Borges, the oldest of the three, wrote at a time when European modernism after Joyce, Lewis and Eliot had entered a phase of defeatist withdrawal and was casting about to account for the exhaustion of what Pound called ‘literature’s repertoire of innovations’.

This led him in search of infinity, of imaginary beings that stand in his writings for the a-realistic devices by which ‘the universal may be embodied and materialized.’ The monster also proclaims uniqueness and unites ‘all that is vast and grand’. It cannot be accommodated into the normal human capacities. Hence, the need for a private mythography, a private labyrinth.

The essays throw considerable light on Borges’s allusiveness, his tendency towards ‘intertextuality’. The best instance, ‘Pierre Menard’, combines a re-reading of Cervantes with a judgment on its relevance today. Similarly, references to the Library of Babel recall Mallarme’s description of the world as a book. Borges suggests that there is a long chain connecting literary creations in different cultures and that the book is the sum total of humankind’s cultural achievement—an insight contrary to the very foundations of postmodernism.
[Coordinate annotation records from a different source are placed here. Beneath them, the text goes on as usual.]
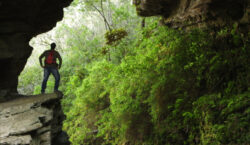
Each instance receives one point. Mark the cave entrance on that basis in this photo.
(79, 38)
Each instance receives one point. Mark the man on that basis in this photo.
(51, 66)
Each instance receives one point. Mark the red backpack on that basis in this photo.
(50, 58)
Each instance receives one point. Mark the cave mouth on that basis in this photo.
(75, 23)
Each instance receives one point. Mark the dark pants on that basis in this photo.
(47, 72)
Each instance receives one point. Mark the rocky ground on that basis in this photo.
(32, 120)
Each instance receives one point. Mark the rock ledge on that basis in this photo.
(34, 120)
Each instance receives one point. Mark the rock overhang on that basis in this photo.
(20, 20)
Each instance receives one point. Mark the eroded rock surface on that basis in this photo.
(20, 20)
(201, 13)
(33, 120)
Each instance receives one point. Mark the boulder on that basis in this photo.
(35, 120)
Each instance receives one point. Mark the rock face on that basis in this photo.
(20, 20)
(183, 13)
(32, 120)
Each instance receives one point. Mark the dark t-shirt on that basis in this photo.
(56, 56)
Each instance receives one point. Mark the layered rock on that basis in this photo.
(34, 120)
(183, 13)
(20, 20)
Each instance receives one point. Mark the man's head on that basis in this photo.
(53, 46)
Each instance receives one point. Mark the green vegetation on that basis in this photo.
(155, 85)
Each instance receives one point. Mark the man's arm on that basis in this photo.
(40, 59)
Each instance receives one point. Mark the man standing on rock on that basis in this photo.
(51, 66)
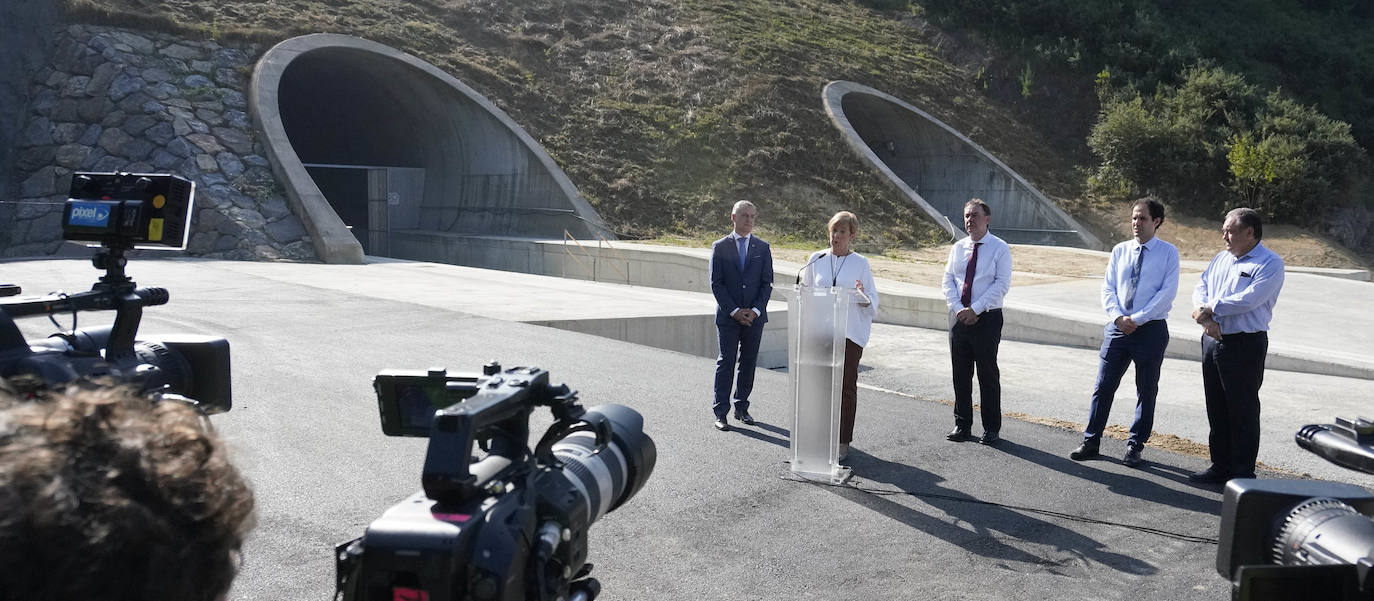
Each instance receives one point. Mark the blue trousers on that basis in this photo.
(737, 343)
(1145, 347)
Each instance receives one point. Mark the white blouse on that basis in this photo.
(842, 272)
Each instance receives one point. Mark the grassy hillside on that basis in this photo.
(664, 112)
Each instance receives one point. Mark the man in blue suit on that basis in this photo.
(741, 279)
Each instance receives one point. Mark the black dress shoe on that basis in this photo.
(959, 435)
(1132, 457)
(1212, 475)
(1084, 451)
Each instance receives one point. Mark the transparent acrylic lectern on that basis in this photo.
(816, 319)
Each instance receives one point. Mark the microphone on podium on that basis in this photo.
(808, 264)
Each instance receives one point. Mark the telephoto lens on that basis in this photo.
(1323, 531)
(612, 476)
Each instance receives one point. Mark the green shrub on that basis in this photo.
(1216, 142)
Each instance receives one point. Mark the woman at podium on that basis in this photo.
(841, 267)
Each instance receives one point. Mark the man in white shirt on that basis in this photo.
(1234, 300)
(977, 277)
(1138, 292)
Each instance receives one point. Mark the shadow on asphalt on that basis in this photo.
(970, 523)
(748, 431)
(1119, 483)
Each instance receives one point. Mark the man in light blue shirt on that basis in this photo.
(1136, 293)
(1234, 303)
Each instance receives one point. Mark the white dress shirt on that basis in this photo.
(1242, 290)
(991, 279)
(842, 272)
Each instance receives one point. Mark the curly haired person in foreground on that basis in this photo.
(107, 495)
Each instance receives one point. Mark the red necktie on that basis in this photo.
(966, 294)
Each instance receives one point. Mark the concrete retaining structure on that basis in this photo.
(118, 99)
(1066, 312)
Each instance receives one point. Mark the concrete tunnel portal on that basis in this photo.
(940, 169)
(373, 139)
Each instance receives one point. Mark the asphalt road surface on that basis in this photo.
(720, 517)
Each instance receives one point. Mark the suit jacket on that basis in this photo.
(735, 288)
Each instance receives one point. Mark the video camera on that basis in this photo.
(511, 526)
(1292, 539)
(120, 212)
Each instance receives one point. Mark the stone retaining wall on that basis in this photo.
(114, 99)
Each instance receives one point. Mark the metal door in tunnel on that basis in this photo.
(373, 201)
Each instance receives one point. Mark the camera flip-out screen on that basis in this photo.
(407, 399)
(142, 211)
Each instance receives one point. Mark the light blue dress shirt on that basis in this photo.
(1242, 290)
(1156, 289)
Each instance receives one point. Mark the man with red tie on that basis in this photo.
(741, 279)
(977, 278)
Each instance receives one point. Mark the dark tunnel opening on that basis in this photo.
(351, 109)
(412, 160)
(945, 169)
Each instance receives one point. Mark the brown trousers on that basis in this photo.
(849, 392)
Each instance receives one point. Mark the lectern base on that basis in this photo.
(838, 477)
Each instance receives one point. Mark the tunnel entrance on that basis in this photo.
(438, 158)
(940, 169)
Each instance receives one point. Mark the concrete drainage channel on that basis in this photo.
(684, 321)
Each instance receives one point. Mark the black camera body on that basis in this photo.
(511, 526)
(1292, 539)
(121, 212)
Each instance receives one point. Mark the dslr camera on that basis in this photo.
(1296, 539)
(513, 523)
(120, 212)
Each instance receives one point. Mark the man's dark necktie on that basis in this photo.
(1135, 278)
(966, 294)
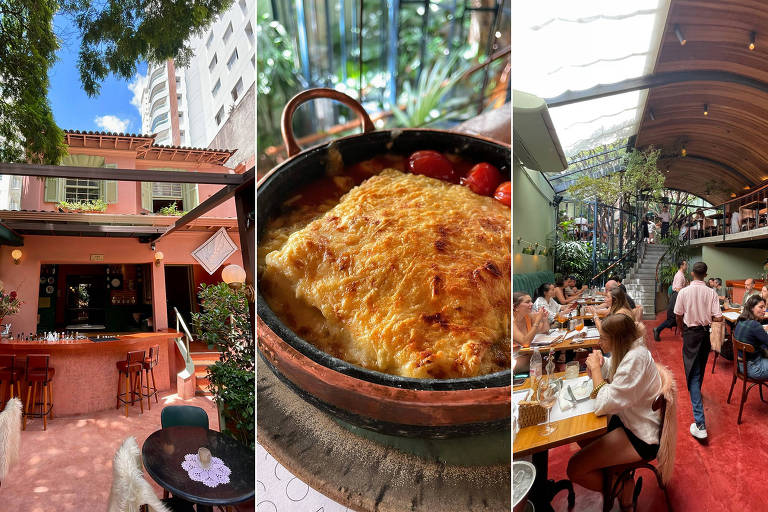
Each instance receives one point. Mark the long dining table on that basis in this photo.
(530, 441)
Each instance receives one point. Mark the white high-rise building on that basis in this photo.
(189, 106)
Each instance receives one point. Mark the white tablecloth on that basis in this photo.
(278, 490)
(561, 412)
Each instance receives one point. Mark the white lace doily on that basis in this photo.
(217, 473)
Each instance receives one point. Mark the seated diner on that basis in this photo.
(749, 330)
(615, 303)
(625, 385)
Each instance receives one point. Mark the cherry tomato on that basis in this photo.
(482, 179)
(432, 164)
(503, 193)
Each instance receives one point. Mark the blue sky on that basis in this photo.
(72, 108)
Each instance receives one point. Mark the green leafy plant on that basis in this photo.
(641, 173)
(574, 258)
(90, 205)
(224, 322)
(676, 250)
(9, 304)
(423, 103)
(171, 209)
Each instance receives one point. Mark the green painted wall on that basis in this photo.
(733, 264)
(533, 219)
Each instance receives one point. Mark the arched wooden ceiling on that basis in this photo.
(727, 150)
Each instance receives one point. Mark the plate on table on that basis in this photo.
(581, 388)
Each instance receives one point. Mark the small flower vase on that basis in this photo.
(550, 364)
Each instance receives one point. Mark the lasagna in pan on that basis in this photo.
(406, 275)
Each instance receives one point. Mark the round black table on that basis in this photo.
(164, 451)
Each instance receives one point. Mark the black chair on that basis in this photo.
(740, 351)
(183, 416)
(612, 489)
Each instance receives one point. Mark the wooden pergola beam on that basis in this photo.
(248, 178)
(103, 173)
(651, 81)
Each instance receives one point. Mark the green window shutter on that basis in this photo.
(146, 195)
(54, 190)
(110, 188)
(191, 198)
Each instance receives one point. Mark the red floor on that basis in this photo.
(727, 474)
(69, 466)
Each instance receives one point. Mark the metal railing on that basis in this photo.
(189, 366)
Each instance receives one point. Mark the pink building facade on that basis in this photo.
(65, 254)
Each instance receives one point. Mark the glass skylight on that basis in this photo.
(564, 45)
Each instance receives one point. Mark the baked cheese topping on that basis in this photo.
(406, 275)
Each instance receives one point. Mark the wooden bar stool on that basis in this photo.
(39, 391)
(132, 369)
(10, 373)
(149, 369)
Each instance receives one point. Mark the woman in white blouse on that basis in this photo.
(545, 298)
(625, 387)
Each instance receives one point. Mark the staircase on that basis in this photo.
(202, 357)
(641, 281)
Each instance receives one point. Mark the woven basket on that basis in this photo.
(530, 413)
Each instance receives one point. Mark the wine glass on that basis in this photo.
(547, 396)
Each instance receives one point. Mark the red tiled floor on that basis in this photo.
(723, 475)
(69, 466)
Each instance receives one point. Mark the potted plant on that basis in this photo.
(225, 324)
(89, 206)
(9, 304)
(171, 210)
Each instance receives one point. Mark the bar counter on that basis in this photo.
(86, 374)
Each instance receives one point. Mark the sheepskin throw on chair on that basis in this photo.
(10, 436)
(129, 489)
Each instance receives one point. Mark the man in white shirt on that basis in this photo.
(749, 290)
(678, 283)
(697, 306)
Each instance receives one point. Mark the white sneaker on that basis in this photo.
(698, 433)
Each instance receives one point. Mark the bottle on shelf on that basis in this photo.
(535, 366)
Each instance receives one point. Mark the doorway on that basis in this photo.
(178, 293)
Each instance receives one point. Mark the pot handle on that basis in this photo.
(291, 146)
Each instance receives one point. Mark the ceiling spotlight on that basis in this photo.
(679, 34)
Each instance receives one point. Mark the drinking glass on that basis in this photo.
(571, 370)
(547, 395)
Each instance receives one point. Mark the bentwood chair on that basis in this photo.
(130, 490)
(131, 369)
(149, 371)
(182, 416)
(740, 351)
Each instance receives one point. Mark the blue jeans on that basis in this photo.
(695, 378)
(696, 349)
(757, 368)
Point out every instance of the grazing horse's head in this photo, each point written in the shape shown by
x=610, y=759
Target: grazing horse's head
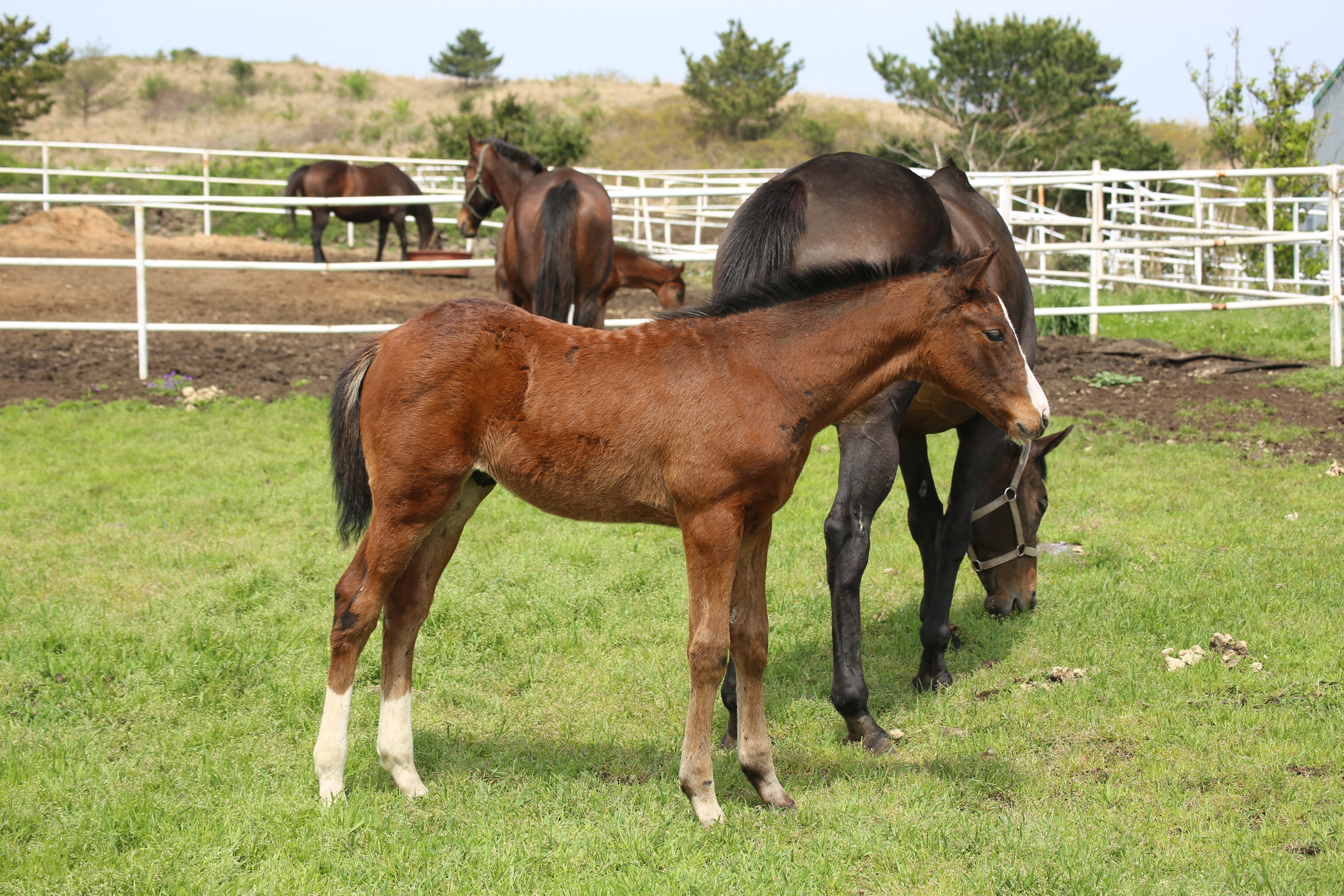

Though Calvino regards literature and philosophy as mutually hostile, he finds their meeting ground in comedy. His writings, more minimalist than Borges’s or Eco’s, create comedy out of concepts and ideas that have a cosmic provenance. In Cosmicomics he inveigles the cosmos itself into his ironic play with worlds and ideas.

His passion for geometric patterns, along with his interest in folk tale, create a body of work that shuns deep psychological analysis, but generates layers upon layers of other narrative implications. His novel, Mr Palomar, is an apt example of his essential method.

Borges thought of a book as ‘an axis of innumerable relationships’. Emberto Eco’s novels use libraries, intertextual cross-references and encyclopaedias as material and produce teasing puzzles of disenchantment and transgression. Readers of The Name of the Rose are up against an array of entanglements as Brother William teaches Adso logic, syllogism and other medieval rhetorical methodologies without committing himself to any final view of things. Eco constructs metaphorical relationships and has fun holding fictional forms upside down.

Language for Eco is technique above all. His novels rework popular thrillers, detective fiction, the gothic romance and medieval allegory. He is, perhaps, the most self-conscious of the three novelists discussed.

This book will stimulate fresh thinking about these innovative writers.